Linares presentó anteanoche el texto que propone destinar el 2% de la recaudación de ese impuesto, que ahora corresponde a Aportes del Tesoro Nacional (ATN), a la provincia de Buenos Aires como recaudación automática. Se trata de unos $ 2.000 millones anuales.

A su vez, Buenos Aires renuncia a los $ 650 millones del Fondo del Conurbano, que se distribuirían proporcionalmente entre las demás provincias para no restar fondos a los demás estados y, en paralelo, sin desfinanciar al Gobierno federal.

«El proyecto tiende a ir corrigiendo la distorsión sin desfinanciar las cuentas nacionales», explicó Linares, que justificó, desde la política, su iniciativa para poner límites a lo que define como «federalismo prebendario». Norma Morandini acompañó, con su firma, el proyecto de Linares.

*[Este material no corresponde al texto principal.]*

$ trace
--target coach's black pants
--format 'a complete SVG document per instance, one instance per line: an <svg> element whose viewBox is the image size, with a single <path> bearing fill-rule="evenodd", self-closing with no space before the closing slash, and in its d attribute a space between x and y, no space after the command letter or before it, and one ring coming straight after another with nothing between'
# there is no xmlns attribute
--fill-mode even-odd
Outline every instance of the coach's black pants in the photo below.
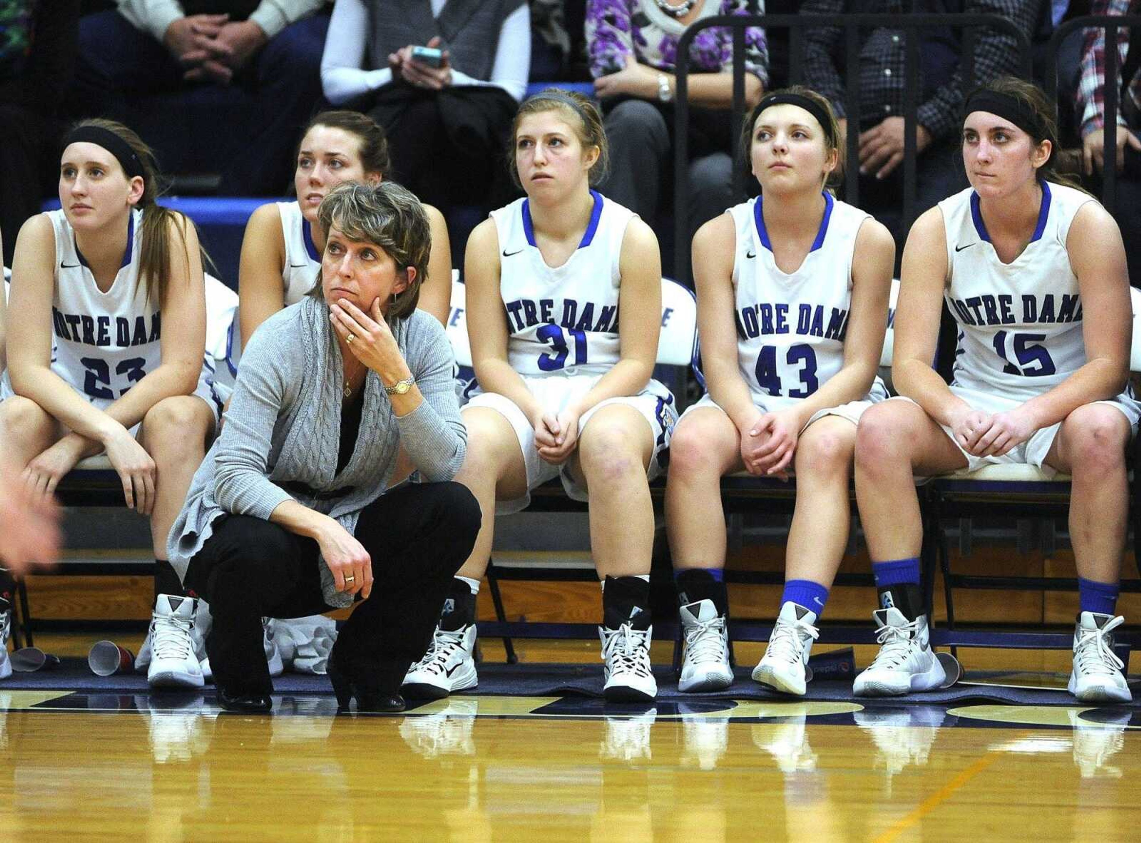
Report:
<svg viewBox="0 0 1141 843"><path fill-rule="evenodd" d="M396 691L428 649L452 577L479 532L479 504L458 483L406 484L361 512L356 538L372 558L372 597L359 602L333 648L342 672ZM229 694L273 689L262 617L329 611L311 538L249 516L224 516L191 560L186 587L210 603L207 652ZM323 565L324 562L319 562Z"/></svg>

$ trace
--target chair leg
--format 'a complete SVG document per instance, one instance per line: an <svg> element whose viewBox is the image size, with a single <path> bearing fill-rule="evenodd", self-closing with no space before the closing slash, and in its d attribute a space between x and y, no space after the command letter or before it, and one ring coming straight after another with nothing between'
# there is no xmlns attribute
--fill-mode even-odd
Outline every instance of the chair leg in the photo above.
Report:
<svg viewBox="0 0 1141 843"><path fill-rule="evenodd" d="M678 622L678 631L673 633L673 678L681 679L681 622Z"/></svg>
<svg viewBox="0 0 1141 843"><path fill-rule="evenodd" d="M495 573L495 565L492 560L487 560L487 587L492 592L492 603L495 606L495 619L501 624L507 623L507 613L503 611L503 594L500 593L499 589L499 576ZM518 664L519 657L515 654L515 643L511 641L510 635L503 637L503 649L507 651L507 663Z"/></svg>
<svg viewBox="0 0 1141 843"><path fill-rule="evenodd" d="M939 534L939 567L942 572L942 597L947 607L947 629L955 629L955 598L950 585L950 548L947 542L947 533L940 529L938 522L936 529ZM958 658L958 648L952 647L950 655Z"/></svg>
<svg viewBox="0 0 1141 843"><path fill-rule="evenodd" d="M24 633L24 647L32 646L32 610L27 607L27 583L23 577L16 581L16 594L19 598L19 626L13 624L14 630L22 630ZM16 646L19 645L17 639Z"/></svg>

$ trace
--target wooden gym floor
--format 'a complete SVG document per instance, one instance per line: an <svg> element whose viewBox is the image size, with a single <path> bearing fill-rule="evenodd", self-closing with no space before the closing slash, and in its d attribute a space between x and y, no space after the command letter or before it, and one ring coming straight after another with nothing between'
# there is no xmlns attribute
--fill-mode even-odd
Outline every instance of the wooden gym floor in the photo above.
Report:
<svg viewBox="0 0 1141 843"><path fill-rule="evenodd" d="M977 549L956 564L1073 576L1063 552L1012 557ZM845 569L864 566L845 560ZM1132 558L1125 570L1133 573ZM30 591L40 618L149 614L144 577L33 577ZM486 592L482 617L491 616ZM735 615L764 617L779 587L731 594ZM589 583L508 583L504 598L512 619L598 619ZM1127 619L1141 619L1141 595L1122 603ZM837 589L828 618L868 619L873 605L868 590ZM958 609L966 621L1071 623L1076 597L974 592ZM37 645L78 656L97 638L137 651L141 633L41 633ZM503 660L499 641L482 646L486 659ZM599 664L597 641L518 641L517 649L524 662ZM737 645L738 662L753 664L761 650ZM859 666L873 655L856 648ZM963 650L961 658L968 670L1061 673L1062 684L1069 671L1066 652ZM655 645L655 663L669 659L667 646ZM1141 672L1141 657L1131 668ZM335 716L332 696L314 695L275 699L272 716L235 716L219 715L210 692L173 702L3 684L0 843L1141 838L1141 716L1119 708L604 708L469 696L404 715Z"/></svg>
<svg viewBox="0 0 1141 843"><path fill-rule="evenodd" d="M88 642L38 641L60 655ZM598 658L589 643L520 649L532 660ZM979 665L980 654L963 655ZM858 664L871 656L858 648ZM666 658L655 649L655 662ZM1065 654L1025 662L1068 667ZM335 716L331 696L313 695L240 716L219 714L209 692L100 697L0 682L0 840L11 843L1102 843L1136 840L1141 827L1141 714L1076 705L461 696Z"/></svg>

La semana pasada, a instancias de Ricardo Alfonsín, el radicalismo también levantó el reclamo de más recursos y anteayer Federico Pinedo, del PRO, registró un proyecto para pedir la eliminación del tope de los $ 650 millones para los giros a la provincia.

El denarvaísmo, a su vez, activó por dos vías: Francisco de Narváez cuestionó el torniquete nacional que «perjudica a los bonaerenses» y el diputado provincial Mauricio DAlessandro pidió redefinir el esquema de coparticipación y acusó a la Casa Rosada de tratar a ciudades de la provincia como «kelpers».